The day trader makes numerous smaller profits over multiple trades per day and cap losses on unprofitable transactions, they do not hold their positions over night. Successful day traders need to have control over their emotions, possess discipline, diligence and make quick decisions (with fast reflexes) as they need to be highly skilled to scour multiple screens to identify opportunities, using short term buy and sell signals and quickly exploit them. It takes a certain personality to sustain day trader’s lifestyle. The day trader needs to not work full time, take a flexible schedule, working at own pace. They need to focus at least 2 hours per day excluding preparation time and chart/trading review which would take another 1-2 hours.. They however could spend a lot in commissions due to the high trading volume and also on special software. Capital requirements plays a part: Day trading stocks in the US requires an account balance of at least $25,000.
Swing trading makes multiple trades per week instead of days, leaving their positions overnight and have option to set stop losses. Their objective is to make fewer but substantial gains more slowly, using trend and momentum indicators and some fundamental analysis. They do not spend a lot of time in front of their screens and could do this is part-time basis, many swing traders invest one hr per night to locate new trades and update orders on current position a few times per week. They also do not need special equipment. However, they also have the risk of larger losses due to their longer holding positions. Maximum leverage for swing traders are usually two times one's capital compered to day trading where margins are four times one's capital.
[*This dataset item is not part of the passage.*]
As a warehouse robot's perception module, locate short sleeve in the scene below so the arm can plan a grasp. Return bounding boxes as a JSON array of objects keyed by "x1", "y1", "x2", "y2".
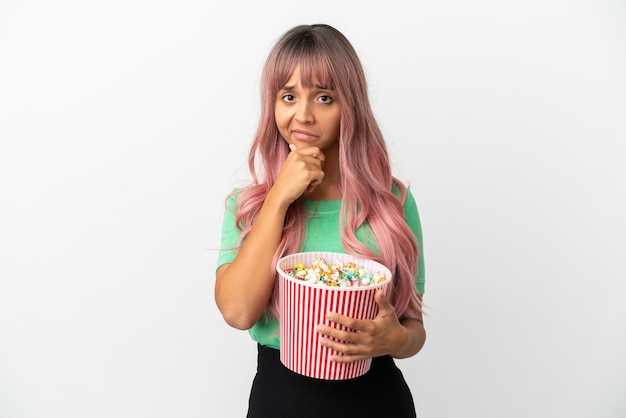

So, to conclude, the choice of swing trading or day trading depends on a few considerations. Day trading needs to be done on the effective hours when the market is open and active, if this time is not available, swing trading will be better since they are not affected by the minute movements, they could look at daily charts and even place trades after market hours. Also, if you have difficulty sustaining focus at least 2 hours a day during market hours in a continuous basis or have problems with quick reflexes, while taking the mental the stress , you should choose to go for swing traders. Finally, if your account balance is below $25,000, there is no option to be a day trader.